Does Your Clinic Offer Ultrasound Services?
Yes, we offer ultrasound services at our practice and are accredited at both our Canton and Woodstock locations. Headed up by our chief ultrasonographer, Brenda Peters, our practice has earned an enviable place on a limited list of practices fully accredited by the American Institute of Ultrasound in medicine for obstetric and gynecologic ultrasound. Brenda’s training includes a Bachelor of Science degree from the diagnostic medical sonography program of the Rochester Institute of Technology, where she graduated with high honors in 2000. She is also a registered OB-GYN Ultrasonographer by the American Registry for Diagnostic Medical Sonography, and is certified in nuchal translucency, a specific screening to determine the presence of Down syndrome.
What Does Ultrasound Accreditation Involve?
A minimum number of required hours of clinical experience must be met, and the ultrasonographers must continue to update their skills and stay current by attending the obligatory programs available to them. If they wish to specialize in a particular field, additional education is necessary. Many not only excel in this choice of career, but also mentor and train others to become proficient in this vocation.
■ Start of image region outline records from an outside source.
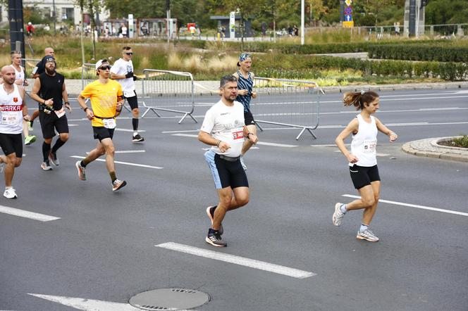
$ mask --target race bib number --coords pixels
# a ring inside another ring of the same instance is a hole
[[[123,96],[125,98],[133,97],[135,96],[135,91],[125,91],[123,92]]]
[[[1,113],[2,124],[17,124],[18,123],[18,113],[13,111],[4,111]]]
[[[104,127],[106,129],[115,129],[116,128],[116,119],[104,119],[102,120],[104,124]]]
[[[375,153],[376,146],[377,146],[377,141],[364,141],[362,151],[364,153]]]
[[[233,131],[233,139],[244,139],[244,131]]]
[[[63,107],[59,110],[54,110],[56,115],[57,115],[57,117],[61,118],[65,115],[65,109],[63,109]]]

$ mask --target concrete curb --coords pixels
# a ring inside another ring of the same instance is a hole
[[[468,162],[468,148],[439,146],[437,141],[452,137],[435,137],[409,141],[402,146],[407,153],[428,158]]]

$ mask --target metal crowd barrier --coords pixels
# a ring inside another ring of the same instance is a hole
[[[255,77],[254,91],[257,99],[250,104],[255,122],[302,129],[296,140],[306,130],[314,139],[312,132],[320,120],[320,92],[314,82]]]
[[[25,64],[25,80],[27,81],[29,84],[27,86],[24,86],[25,89],[27,93],[31,92],[32,89],[32,85],[34,84],[34,79],[31,77],[31,73],[36,64],[41,61],[40,59],[32,59],[32,58],[21,58],[22,63],[24,62]]]
[[[195,123],[193,115],[195,109],[195,89],[193,76],[190,72],[179,71],[144,69],[144,78],[142,84],[143,96],[149,98],[149,105],[144,105],[146,111],[142,118],[149,112],[161,117],[161,111],[181,113],[183,115],[178,123],[187,116]]]

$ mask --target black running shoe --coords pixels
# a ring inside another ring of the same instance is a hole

Also, physicians must take ongoing ultrasound classes and pass a test every three years in order to read ultrasound studies.
What Skills Does a Registered Ultrasonographer Have?
- They are required to have basic knowledge of pathophysiology (knowledge of disorders and syndromes), anatomy, and physiology (knowledge of the function of living matter such as cells, tissues and organs)
- They must be able to differentiate between normal and abnormal sonographic findings, recognizing particular conditions and diseases.
- They must be able to recognize ultrasound patterns and imaging.
- Sonographers do not simply diagnose findings, but must also know how to efficiently operate the equipment to acquire all the necessary data for diagnosis.
- They must possess excellent clinical and communication skills
- They must be able to assess and care for their patients, be adept at problem solving, and apply unbiased, logical, critical thinking to all findings.
- They must adhere to all sanitary guidelines to prevent infection, and be mindful of all safety and health issues.
- They are required to have knowledge of ultrasound physics
- They keep image copies, accurate records, precise charts and detailed information, sharing their diagnosis with their medical colleagues in order to insure optimum patient care.
- They often communicate findings to patients in real time, taking however long is necessary to explain all procedures, thus instilling trust, confidence and calmness in the person under their care.
- They need strong verbal and written skills, in both medical and layman terminology to be able to communicate their findings to their colleagues.
- In many cases, they may be required to move patients and be able to stand for long hours, requiring them to be in peak physical condition.Ultrasound registry takes years of study, dedication and experience to achieve.
- Reaccreditation is done every three years for our office.
Our staff of professionals in this field are available to care for you, the patient, with their knowledge and expertise at all times.